Environment Level Budget When
PR checks smoke $2.00 Every push
Merge to main standard $5.00 On merge
Nightly standard $10.00 Scheduled

Set per-day and per-month caps in your product config:

cost_limits:
  per_run_usd: 5.00
  per_day_usd: 20.00
  per_month_usd: 200.00

The cost ledger (.specterqa/costs.jsonl) tracks cumulative spend. If the daily or monthly cap is hit, subsequent runs will refuse to start.

Headless Mode

SpecterQA runs headless by default (--headless is the default). In CI, this is what you want. If you need to debug locally with a visible browser:

specterqa run -p myapp --no-headless

Playwright in CI

specterqa install runs playwright install --with-deps chromium under the hood. On Ubuntu-based CI images, this installs the necessary system dependencies automatically.
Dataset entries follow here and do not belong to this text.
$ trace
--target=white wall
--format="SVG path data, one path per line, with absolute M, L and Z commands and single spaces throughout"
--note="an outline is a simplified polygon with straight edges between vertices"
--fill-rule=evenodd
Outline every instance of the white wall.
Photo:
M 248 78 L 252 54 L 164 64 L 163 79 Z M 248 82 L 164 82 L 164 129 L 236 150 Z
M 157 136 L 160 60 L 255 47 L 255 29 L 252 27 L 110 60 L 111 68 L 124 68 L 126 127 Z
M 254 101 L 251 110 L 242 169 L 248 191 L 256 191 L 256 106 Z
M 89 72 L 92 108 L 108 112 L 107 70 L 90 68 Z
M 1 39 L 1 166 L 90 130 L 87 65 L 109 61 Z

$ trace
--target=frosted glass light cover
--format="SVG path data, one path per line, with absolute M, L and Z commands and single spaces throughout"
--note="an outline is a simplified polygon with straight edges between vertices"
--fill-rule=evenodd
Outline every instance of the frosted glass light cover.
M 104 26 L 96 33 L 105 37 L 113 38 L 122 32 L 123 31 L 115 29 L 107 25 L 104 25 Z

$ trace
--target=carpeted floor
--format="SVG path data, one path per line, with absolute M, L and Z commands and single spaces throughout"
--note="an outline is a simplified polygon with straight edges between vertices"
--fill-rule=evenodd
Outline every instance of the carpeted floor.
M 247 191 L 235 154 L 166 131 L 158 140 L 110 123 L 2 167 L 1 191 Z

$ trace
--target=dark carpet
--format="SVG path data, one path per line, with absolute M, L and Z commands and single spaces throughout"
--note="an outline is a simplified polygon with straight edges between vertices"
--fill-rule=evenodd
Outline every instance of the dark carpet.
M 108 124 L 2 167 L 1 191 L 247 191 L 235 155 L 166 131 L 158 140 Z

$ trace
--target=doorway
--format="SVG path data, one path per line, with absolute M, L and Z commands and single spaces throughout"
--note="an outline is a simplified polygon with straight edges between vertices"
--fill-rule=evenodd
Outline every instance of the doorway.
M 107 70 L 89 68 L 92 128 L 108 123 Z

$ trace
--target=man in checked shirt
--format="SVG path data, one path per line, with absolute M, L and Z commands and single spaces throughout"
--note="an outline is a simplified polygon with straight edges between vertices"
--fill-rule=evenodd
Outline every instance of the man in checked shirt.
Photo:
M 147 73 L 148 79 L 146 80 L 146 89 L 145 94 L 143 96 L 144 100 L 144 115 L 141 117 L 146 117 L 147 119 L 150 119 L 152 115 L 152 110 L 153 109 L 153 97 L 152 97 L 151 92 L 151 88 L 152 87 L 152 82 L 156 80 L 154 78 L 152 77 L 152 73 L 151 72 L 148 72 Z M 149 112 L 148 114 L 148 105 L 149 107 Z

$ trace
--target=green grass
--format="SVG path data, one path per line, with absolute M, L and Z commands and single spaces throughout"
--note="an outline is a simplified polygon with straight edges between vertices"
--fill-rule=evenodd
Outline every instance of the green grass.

If you're using a minimal Docker image, you may need to install additional packages:

RUN apt-get update && apt-get install -y \
    libnss3 libnspr4 libdbus-1-3 libatk1.0-0 \
    libatk-bridge2.0-0 libcups2 libdrm2 libxkbcommon0 \
    libxcomposite1 libxdamage1 libxfixes3 libxrandr2 \
    libgbm1 libpango-1.0-0 libcairo2 libasound2

Or just use the official Playwright Docker image as your base.

Viewing Evidence

After a CI run, the evidence directory contains:

.specterqa/evidence/GQA-RUN-20260222-143052-a1b2/
  run-result.json      # Structured results (JSON)
  run-meta.json        # Run metadata
  run-status.json      # Final status
  report.md            # Human-readable report
  *.png                # Screenshots from each action

Upload these as artifacts so you can review failures without re-running.